One of the most beautiful and useful results from linear algebra, in my opinion, is a matrix decomposition known as the **singular value decomposition**. I’d like to go over the theory behind this matrix decomposition and show you a few examples as to why it’s one of the most useful mathematical tools you can have.

## Diagonalization

Before getting into the singular value decomposition (SVD), let’s quickly go over diagonalization. A matrix \(A\) is **diagonalizable** if we can rewrite it (decompose it) as a product \[A = PDP^{-1},\] where \(P\) is an invertible matrix (and thus \(P^{-1}\) exists) and \(D\) is a diagonal matrix (where all off-diagonal elements are zero).

Just from this definition, we can deduce a few important things about diagonalization. First of all, since \(P\) is invertible, it must be square; therefore, this definition really only makes sense for square matrices. A matrix that isn’t square is not diagonalizable, simply because the concept of diagonalization makes no *sense* for non-square matrices.

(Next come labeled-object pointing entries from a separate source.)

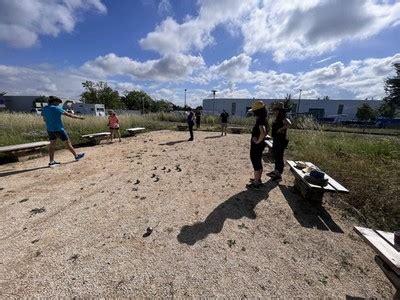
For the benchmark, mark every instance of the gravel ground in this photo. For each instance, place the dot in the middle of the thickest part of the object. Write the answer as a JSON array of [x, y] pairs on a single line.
[[79, 230]]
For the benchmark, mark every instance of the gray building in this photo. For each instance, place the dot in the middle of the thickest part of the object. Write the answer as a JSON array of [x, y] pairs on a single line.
[[319, 108], [28, 103]]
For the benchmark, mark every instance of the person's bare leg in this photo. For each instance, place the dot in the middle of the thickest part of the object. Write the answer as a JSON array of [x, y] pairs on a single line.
[[70, 148], [257, 176], [52, 149]]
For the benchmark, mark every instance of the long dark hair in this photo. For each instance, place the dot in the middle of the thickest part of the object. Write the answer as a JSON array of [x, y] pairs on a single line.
[[261, 113], [281, 114]]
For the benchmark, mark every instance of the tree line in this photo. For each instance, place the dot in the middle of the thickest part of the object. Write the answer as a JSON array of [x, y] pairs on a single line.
[[101, 93]]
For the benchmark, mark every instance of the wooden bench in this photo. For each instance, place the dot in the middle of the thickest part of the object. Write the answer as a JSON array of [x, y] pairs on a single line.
[[182, 127], [134, 131], [388, 255], [236, 130], [26, 151], [313, 192], [95, 138]]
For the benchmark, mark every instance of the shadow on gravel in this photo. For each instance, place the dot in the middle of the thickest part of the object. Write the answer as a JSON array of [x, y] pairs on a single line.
[[236, 207], [309, 215]]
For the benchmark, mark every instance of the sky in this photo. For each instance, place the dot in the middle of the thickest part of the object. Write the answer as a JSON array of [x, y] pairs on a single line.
[[343, 49]]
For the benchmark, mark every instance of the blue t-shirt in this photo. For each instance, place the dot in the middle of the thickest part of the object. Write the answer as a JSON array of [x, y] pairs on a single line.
[[52, 115]]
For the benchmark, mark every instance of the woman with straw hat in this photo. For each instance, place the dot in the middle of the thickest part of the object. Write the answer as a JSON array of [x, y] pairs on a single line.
[[280, 142], [257, 145]]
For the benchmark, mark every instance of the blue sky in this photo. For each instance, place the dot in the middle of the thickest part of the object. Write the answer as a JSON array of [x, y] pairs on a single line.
[[255, 48]]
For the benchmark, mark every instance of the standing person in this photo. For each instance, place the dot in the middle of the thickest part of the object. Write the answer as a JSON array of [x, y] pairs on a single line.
[[257, 145], [55, 128], [190, 121], [280, 142], [113, 124], [224, 122], [198, 117]]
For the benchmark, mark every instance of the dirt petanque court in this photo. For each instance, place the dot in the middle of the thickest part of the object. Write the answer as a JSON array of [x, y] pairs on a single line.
[[81, 230]]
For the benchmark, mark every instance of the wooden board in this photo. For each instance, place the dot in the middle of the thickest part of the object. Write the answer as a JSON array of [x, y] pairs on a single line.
[[381, 246], [300, 174], [27, 146], [332, 186], [96, 135]]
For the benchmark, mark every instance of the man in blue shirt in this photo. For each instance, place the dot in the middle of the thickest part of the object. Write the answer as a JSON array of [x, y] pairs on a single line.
[[55, 128]]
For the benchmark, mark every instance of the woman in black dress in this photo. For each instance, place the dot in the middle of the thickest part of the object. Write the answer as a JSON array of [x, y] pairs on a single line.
[[280, 141], [257, 145]]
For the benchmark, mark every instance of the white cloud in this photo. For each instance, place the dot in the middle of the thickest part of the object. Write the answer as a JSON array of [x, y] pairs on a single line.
[[288, 29], [23, 21], [299, 29], [169, 67], [235, 68], [164, 7], [195, 32]]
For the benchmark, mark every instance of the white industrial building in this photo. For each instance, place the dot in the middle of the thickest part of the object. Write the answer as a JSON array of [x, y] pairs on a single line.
[[347, 109]]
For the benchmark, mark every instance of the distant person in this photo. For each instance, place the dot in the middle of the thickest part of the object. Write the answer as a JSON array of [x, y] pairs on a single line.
[[55, 128], [113, 125], [257, 143], [190, 121], [198, 117], [280, 141], [224, 121]]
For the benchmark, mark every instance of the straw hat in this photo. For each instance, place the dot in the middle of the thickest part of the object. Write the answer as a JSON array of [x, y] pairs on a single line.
[[257, 105], [278, 106]]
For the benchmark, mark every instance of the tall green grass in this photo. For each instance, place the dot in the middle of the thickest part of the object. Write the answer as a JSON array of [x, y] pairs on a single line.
[[369, 166]]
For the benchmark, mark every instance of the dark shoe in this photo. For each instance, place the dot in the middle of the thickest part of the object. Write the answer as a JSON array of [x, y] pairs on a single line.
[[54, 164], [253, 185], [252, 180], [271, 174], [79, 156]]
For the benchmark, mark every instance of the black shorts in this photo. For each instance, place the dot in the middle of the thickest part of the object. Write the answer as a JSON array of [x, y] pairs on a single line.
[[256, 151], [62, 135]]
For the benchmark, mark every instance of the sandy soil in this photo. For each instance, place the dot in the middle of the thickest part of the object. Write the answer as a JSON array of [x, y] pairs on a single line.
[[77, 230]]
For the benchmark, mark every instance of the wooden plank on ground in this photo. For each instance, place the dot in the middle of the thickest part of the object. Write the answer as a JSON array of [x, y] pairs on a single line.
[[384, 249], [96, 135], [136, 129], [300, 174], [26, 146], [388, 236]]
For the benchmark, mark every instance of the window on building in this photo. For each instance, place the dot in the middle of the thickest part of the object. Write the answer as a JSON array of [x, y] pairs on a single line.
[[233, 109], [317, 112], [340, 109]]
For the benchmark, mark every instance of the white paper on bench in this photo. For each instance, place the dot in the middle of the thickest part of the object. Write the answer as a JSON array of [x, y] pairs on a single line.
[[93, 135], [387, 252], [12, 148], [135, 129], [302, 174]]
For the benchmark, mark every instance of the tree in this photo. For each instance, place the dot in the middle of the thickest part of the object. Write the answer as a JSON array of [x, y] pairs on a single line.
[[365, 112], [392, 100], [101, 93], [137, 100]]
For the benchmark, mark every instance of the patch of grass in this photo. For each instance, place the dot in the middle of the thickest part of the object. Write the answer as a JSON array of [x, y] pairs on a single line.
[[369, 166]]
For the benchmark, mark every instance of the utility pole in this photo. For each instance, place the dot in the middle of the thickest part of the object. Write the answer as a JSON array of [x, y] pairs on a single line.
[[298, 103], [185, 99], [213, 91]]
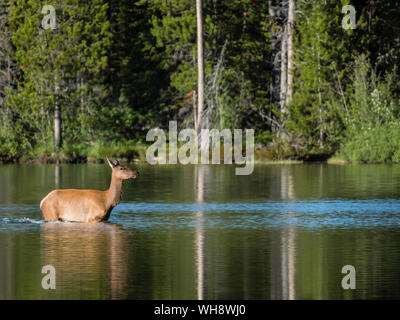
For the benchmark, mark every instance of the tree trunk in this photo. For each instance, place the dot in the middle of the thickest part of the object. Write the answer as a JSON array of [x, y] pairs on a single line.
[[290, 25], [200, 65], [283, 69], [57, 122]]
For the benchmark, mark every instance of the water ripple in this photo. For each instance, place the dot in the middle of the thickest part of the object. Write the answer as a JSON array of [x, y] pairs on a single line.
[[311, 214]]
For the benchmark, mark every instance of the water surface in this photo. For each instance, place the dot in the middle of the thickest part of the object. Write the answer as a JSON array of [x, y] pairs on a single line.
[[201, 232]]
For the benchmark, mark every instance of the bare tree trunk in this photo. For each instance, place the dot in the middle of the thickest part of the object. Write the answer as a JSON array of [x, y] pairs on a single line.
[[283, 69], [290, 25], [200, 65], [57, 122]]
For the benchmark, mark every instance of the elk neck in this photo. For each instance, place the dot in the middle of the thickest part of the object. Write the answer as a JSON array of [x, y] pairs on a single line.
[[114, 191]]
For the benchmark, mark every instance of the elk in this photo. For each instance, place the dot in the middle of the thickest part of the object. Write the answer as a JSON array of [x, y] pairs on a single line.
[[87, 205]]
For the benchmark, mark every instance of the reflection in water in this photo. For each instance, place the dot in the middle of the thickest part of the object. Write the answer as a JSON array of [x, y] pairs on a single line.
[[84, 254], [57, 176], [288, 250]]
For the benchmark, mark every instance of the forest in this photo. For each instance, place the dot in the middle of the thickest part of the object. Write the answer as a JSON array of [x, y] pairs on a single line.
[[313, 82]]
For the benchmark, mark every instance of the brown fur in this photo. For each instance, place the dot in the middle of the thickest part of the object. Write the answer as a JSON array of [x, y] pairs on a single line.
[[86, 205]]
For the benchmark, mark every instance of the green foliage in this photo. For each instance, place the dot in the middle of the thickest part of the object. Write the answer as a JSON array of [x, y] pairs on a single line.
[[120, 68]]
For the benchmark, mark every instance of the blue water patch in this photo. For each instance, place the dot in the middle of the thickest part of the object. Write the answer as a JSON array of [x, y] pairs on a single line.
[[310, 214]]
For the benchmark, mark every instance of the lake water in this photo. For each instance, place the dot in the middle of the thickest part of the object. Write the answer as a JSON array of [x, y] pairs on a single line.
[[201, 232]]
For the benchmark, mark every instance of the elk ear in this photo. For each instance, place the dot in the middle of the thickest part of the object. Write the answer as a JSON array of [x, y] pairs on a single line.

Another useful note is that if \(A = PDP^{-1}\), then \(AP = PD\). Let’s define \(P\) through its columns \(a_i\) and \(D\) via its diagonal entries, as such: \[\begin{aligned} P &= {\left(\begin{matrix}a_1 & a_2 & \dots & a_n\end{matrix}\right)} \\ D &= \begin{bmatrix} \lambda_1 & 0 & \cdots & 0 \\ 0 & \lambda_2 & \cdots & 0 \\ \vdots & \cdots & \ddots & \vdots \\ 0 & \cdots & 0 & \lambda_n \end{bmatrix}\end{aligned}\] Due to the way matirix multiplication works, each non-zero element in \(D\) (on the diagonal) simply picks out a different column in \(P\) and scales it. Namely, if we do the matrix multiplication, we find that \[PD = {\left(\begin{matrix}\lambda_1 a_1 & \lambda_2 a_2 & \dots & \lambda_n a_n\end{matrix}\right)}\]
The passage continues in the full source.